Sans parler des sources d’eau. Les Morel assurent n’avoir jamais consommé celle du village, au contraire de beaucoup d’habitants. Ils ont bien fait. De nouvelles analyses récemment menées par Behra ont prouvé que son taux d’arsenic naturel dépassait les 10 µg/l. « Soit une eau qu’il ne faut surtout pas boire », insiste le chercheur. Des résultats dont la cause, naturelle ou non, demande encore à être éclaircie par des mesures réalisées par le BRGM, auxquelles prend part le scientifique. Ces dernières devraient être rendues publiques mi-septembre.
Reste que quinze ans après la supposée réhabilitation du site la population est en colère contre les autorités, qui multiplient les recommandations sanitaires : nettoyer fréquemment les sols des maisons, se laver les mains après avoir travaillé ou joué à l’extérieur, ne pas manger de salade de son jardin… « Regardez ce qu’il s’est passé avec Notre-Dame : ils ont ouvert tout de suite une enquête pour une possible intoxication au plomb des écoles.

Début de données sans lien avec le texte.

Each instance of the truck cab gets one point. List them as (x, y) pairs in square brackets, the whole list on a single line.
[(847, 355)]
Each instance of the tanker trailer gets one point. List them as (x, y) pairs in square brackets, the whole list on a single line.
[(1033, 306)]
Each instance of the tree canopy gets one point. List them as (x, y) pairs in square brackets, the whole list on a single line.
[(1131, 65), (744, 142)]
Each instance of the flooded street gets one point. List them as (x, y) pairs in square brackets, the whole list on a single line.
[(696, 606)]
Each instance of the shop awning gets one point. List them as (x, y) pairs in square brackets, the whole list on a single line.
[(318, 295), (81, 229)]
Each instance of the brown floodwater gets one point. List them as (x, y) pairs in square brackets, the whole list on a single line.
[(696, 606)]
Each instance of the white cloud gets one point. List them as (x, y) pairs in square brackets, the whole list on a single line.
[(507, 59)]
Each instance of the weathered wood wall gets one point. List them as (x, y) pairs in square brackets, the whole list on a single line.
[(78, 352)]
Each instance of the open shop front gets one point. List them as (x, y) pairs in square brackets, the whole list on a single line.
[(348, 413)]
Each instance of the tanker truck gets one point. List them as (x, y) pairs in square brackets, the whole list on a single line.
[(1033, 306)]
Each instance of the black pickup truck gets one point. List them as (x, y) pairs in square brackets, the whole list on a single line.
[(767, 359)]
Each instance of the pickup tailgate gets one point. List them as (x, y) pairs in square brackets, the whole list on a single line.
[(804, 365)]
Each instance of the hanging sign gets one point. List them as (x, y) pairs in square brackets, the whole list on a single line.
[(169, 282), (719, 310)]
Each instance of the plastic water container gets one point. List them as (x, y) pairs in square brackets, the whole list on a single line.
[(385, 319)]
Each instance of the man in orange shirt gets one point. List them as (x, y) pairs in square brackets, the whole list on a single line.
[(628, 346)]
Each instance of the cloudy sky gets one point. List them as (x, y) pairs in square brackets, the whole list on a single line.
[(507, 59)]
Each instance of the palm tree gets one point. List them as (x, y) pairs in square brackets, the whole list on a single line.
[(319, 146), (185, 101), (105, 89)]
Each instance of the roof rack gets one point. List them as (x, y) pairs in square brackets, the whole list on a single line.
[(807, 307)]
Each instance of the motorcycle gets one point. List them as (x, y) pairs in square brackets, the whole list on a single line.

Nous, ça fait plus d’un siècle que ça dure, et quoi ? » s’impatiente le maire, qui a son idée sur les raisons de cette inaction : « On est un département rural, l’avant-dernier au niveau des résultats économiques, les autorités sont terrifiées à l’idée qu’on abîme le tourisme en parlant de pollution ». Les parents d’élèves des écoles de Conques-sur-Orbiel et Lastours ont lancé une pétition pour demander l’ouverture à la rentrée d’une école sur un site non pollué. L’hypothèse d’une plainte contre X pour empoisonnement est même évoquée par certains, pas découragés par une première déjà déposée en 2005 qui n’a jamais abouti. Cette fois, rugit un habitant, « une ligne rouge a été franchie : on a touché à nos enfants ».